Kasus ini disebut bukan hanya kriminal biasa, tapi sudah melukai rasa kemanusiaan.
“Ini sangat keji dan tidak bisa ditoleransi dalam negara hukum. Pelaku telah menyekap dan menyiksa seorang perempuan selama tiga tahun,” kata Rajiv dalam keterangan tertulis, Selasa (23/06/2026).
Rajiv menilai negara tidak boleh lambat dalam merespons kasus ini. Ia mendesak aparat kepolisian bergerak maksimal untuk segera menangkap pelaku yang telah masuk daftar pencarian orang (DPO).
“Polisi harus mengerahkan seluruh kemampuan terbaiknya. Status DPO harus segera dieksekusi, jangan sampai pelaku punya ruang untuk kabur atau menghilangkan barang bukti,” tegasnya.
Menurutnya, kasus ini harus diproses secara transparan dan pelaku dijatuhi hukuman maksimal jika terbukti bersalah di pengadilan. Ia menyebut dampak kejahatan ini tidak hanya fisik, tapi juga meninggalkan trauma psikologis berat bagi korban.

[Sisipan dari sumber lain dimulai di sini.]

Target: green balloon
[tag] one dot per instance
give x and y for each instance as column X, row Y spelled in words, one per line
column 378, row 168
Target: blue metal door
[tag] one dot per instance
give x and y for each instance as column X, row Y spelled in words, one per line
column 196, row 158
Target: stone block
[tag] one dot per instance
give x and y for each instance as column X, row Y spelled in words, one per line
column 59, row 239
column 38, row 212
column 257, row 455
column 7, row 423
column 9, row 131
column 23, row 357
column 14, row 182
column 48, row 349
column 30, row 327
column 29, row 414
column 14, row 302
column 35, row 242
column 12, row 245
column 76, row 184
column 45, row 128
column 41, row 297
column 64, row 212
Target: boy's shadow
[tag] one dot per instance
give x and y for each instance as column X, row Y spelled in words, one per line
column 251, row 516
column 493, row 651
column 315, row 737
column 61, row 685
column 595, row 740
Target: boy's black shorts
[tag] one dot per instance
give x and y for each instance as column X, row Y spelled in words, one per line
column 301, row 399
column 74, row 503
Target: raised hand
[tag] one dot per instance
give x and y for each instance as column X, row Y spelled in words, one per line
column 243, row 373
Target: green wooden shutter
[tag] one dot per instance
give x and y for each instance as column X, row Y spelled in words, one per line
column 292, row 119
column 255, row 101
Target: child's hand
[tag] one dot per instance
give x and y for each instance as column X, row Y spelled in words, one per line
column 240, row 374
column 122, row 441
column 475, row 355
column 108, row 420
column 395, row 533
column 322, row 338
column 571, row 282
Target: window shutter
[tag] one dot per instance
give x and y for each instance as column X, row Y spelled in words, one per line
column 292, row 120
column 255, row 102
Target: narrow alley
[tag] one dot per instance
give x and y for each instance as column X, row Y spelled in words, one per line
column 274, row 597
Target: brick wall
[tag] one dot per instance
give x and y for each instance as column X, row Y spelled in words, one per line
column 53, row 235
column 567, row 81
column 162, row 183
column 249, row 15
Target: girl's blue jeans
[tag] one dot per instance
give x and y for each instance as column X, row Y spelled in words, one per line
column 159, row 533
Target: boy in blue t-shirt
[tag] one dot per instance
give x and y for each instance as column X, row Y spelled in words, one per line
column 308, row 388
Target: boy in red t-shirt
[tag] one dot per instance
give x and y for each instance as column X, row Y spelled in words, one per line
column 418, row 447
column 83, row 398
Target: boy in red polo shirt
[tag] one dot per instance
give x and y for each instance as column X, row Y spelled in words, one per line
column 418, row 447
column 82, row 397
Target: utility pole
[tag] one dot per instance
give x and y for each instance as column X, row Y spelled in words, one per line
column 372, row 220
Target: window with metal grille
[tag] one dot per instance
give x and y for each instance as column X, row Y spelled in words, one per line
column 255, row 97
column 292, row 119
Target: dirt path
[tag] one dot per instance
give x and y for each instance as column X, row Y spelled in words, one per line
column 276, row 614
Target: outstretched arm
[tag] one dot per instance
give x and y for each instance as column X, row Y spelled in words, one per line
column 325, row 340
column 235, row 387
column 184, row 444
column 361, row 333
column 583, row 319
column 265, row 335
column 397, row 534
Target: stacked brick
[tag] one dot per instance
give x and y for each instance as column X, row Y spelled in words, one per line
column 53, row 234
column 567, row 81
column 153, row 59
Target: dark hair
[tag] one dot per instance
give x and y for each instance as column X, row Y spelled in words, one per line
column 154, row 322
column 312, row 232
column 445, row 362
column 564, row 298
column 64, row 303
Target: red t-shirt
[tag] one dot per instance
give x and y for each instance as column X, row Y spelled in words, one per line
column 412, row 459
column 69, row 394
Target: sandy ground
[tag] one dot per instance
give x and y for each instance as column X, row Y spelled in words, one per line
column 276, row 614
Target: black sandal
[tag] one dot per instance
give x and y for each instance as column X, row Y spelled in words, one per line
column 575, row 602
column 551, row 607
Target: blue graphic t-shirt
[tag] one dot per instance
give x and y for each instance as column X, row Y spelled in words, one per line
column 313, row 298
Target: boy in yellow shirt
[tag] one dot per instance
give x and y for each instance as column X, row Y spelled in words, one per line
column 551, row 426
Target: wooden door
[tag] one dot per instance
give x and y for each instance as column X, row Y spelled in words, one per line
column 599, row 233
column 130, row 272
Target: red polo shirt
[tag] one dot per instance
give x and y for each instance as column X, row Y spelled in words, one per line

“Kalau terbukti, hukum seberat-beratnya. Ini kejahatan serius yang bukan hanya melukai korban, tapi juga rasa keadilan masyarakat,” ujarnya.
Di sisi lain, Rajiv menyoroti pentingnya pemulihan korban. Ia meminta agar korban mendapat pendampingan medis dan psikologis secara intensif agar bisa kembali menjalani kehidupan normal.
Ia juga mengapresiasi tenaga kesehatan, pemerintah daerah, dan pihak-pihak yang sudah turun tangan menangani korban.
“Pemulihan fisik, psikologis, dan sosial korban harus jadi prioritas bersama,” katanya.
Rajiv turut mengajak masyarakat yang mengetahui keberadaan pelaku untuk segera melapor ke aparat penegak hukum. Menurutnya, kasus ini harus menjadi titik balik dalam memperkuat perlindungan terhadap perempuan dan korban kekerasan.
“Tidak boleh ada ruang bagi pelaku kekerasan untuk lolos dari hukum. Negara harus hadir penuh untuk memastikan keadilan ditegakkan,” pungkasnya.